I digressed quite a bit, and it’s got nothing to do with how Scott’s post is written. The difference between using waterfall and using agile approaches is very simple - at least in my mind. If you have a complex, workflow-intensive product (like a banking or insurance-level application), you should be planning your PDLC’s using waterfall methods. If not, plan your whole PDLC using agile. No question.
Of course, that’s not to say, product groups within the overall (probably silo’d) organization that make up the individual feature teams or “product” teams if your suite is broken down that way (a la Microsoft) can’t use agile. They should. It would probably help them work faster and more closely together.
Sorry, Scott — I started out by intending to respond to some of your key points, but kinda got off on a tangent.

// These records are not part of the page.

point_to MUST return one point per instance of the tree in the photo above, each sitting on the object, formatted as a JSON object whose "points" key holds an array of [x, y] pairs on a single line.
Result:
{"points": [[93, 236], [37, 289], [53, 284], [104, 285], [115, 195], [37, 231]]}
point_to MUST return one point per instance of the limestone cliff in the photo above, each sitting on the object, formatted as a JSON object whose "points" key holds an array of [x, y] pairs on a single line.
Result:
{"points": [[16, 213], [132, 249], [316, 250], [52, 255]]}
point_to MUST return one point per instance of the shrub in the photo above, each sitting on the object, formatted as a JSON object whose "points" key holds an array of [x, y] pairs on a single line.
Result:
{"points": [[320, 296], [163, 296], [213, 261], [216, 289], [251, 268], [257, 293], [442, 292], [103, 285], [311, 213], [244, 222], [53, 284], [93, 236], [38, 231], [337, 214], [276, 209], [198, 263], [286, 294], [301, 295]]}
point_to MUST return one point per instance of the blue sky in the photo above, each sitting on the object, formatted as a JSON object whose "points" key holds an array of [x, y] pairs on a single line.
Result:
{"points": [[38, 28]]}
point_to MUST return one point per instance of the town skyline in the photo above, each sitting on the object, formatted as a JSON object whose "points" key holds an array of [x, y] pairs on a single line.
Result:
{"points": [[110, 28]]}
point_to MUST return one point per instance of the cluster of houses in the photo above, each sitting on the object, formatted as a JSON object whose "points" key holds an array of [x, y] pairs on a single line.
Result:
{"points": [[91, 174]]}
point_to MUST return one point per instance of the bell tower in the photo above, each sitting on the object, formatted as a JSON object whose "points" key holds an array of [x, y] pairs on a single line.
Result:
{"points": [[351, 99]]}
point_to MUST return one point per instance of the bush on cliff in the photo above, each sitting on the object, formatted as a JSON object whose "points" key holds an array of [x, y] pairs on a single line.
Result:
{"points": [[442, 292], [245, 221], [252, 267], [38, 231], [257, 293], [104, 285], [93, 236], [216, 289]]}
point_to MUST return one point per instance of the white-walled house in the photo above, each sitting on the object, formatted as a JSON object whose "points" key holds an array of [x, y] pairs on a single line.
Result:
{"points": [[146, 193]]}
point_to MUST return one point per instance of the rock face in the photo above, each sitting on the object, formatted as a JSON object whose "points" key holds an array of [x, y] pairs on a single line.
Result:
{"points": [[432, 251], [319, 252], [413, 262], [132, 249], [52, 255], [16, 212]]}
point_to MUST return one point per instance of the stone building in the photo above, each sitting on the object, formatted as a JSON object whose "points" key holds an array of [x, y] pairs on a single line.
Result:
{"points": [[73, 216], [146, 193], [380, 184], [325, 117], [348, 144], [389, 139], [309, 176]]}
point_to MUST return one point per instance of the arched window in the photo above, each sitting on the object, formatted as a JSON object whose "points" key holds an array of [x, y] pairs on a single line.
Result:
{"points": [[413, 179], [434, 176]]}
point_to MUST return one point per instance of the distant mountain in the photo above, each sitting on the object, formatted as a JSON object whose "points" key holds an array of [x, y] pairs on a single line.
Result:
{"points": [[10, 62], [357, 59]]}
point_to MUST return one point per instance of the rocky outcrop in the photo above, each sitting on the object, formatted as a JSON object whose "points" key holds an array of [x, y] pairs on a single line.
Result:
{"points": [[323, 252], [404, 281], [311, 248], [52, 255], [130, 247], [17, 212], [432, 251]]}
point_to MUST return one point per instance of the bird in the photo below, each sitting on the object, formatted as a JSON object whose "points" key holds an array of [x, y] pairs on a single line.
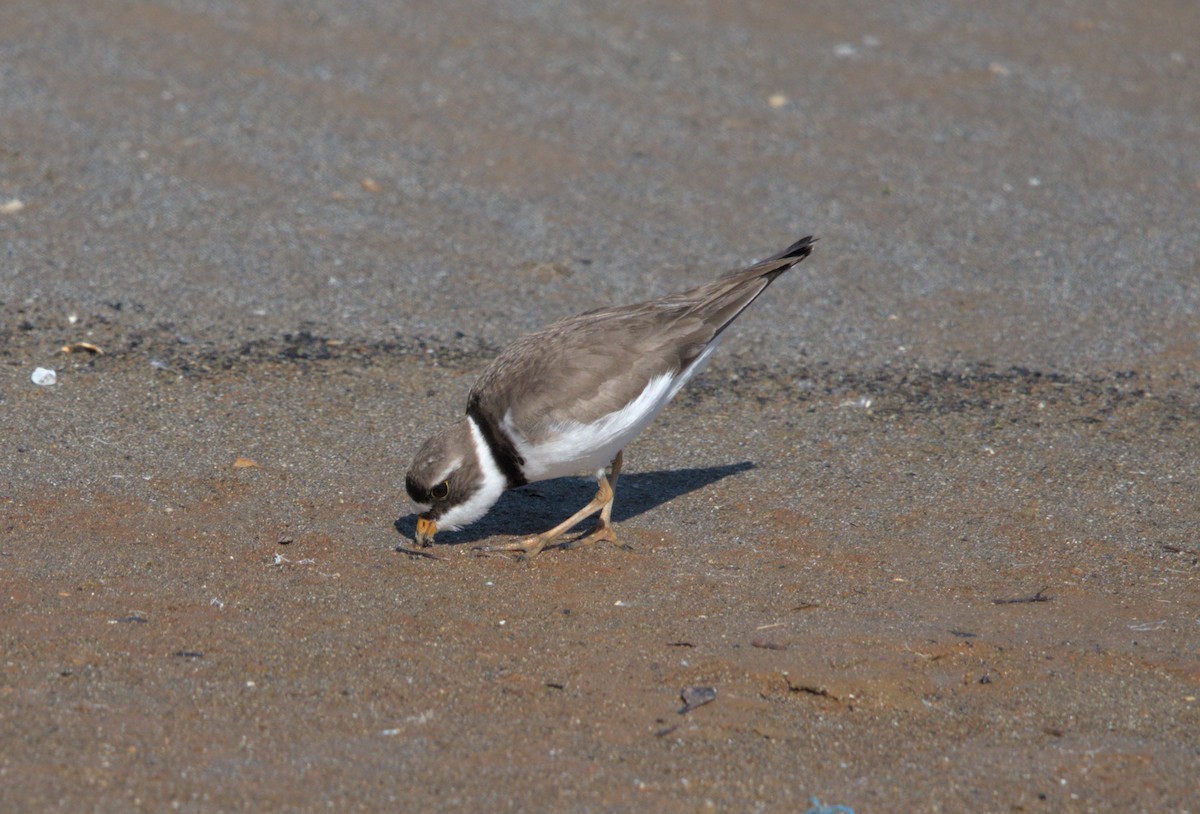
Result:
{"points": [[569, 397]]}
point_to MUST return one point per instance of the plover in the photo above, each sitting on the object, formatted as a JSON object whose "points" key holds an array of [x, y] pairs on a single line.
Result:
{"points": [[569, 399]]}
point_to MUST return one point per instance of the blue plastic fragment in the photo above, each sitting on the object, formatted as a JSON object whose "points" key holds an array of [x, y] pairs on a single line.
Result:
{"points": [[819, 808]]}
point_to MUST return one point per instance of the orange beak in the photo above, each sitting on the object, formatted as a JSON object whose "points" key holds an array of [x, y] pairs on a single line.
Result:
{"points": [[425, 531]]}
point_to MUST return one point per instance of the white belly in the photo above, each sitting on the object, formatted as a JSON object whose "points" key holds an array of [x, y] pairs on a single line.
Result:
{"points": [[576, 447]]}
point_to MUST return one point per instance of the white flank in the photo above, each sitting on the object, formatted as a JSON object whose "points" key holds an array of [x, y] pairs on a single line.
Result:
{"points": [[575, 447], [486, 494]]}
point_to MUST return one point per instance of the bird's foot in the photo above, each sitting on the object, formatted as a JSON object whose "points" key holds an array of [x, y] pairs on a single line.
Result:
{"points": [[531, 546]]}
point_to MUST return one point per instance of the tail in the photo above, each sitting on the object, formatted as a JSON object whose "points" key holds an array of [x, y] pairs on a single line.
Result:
{"points": [[720, 303], [783, 261]]}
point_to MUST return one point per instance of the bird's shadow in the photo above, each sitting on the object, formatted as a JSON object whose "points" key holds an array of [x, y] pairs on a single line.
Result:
{"points": [[534, 508]]}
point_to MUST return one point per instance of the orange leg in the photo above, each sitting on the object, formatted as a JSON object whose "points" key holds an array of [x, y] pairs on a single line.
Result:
{"points": [[604, 531]]}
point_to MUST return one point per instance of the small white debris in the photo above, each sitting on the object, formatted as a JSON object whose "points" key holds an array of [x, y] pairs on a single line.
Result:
{"points": [[863, 402]]}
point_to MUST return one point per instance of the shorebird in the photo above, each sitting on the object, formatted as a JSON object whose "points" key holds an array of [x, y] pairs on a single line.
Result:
{"points": [[569, 397]]}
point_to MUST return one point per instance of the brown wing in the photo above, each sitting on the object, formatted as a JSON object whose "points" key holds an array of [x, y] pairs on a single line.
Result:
{"points": [[587, 366]]}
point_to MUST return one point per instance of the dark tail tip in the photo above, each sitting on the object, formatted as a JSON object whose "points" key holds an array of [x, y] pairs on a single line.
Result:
{"points": [[798, 250]]}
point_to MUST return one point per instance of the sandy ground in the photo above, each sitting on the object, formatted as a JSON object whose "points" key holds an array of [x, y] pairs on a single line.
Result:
{"points": [[928, 525]]}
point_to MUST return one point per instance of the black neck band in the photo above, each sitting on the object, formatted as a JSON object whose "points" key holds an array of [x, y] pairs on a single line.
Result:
{"points": [[504, 452]]}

August 14th, 2007 at 8:30 am
No worries, Adam. I don’t think that workflow-centric products preclude agile development. They may cause you to do incremental _development_ on the elements of the workflow, until a single use case is completed for delivery/release. But the execution tactics of agile processes do not need to be abandoned.
You may need to get feedback on a “completed” step in the process within the context of “prototypes” of other steps. But you don’t have to wait until it is all done to get feedback.
One of your points is one that I intend to make in the discussion on that article - that cognitive dissonance doesn’t neccessarily happen for the participants, it can happen for the “powers that be” who make someone feel that taking an agile approach is career-threatening.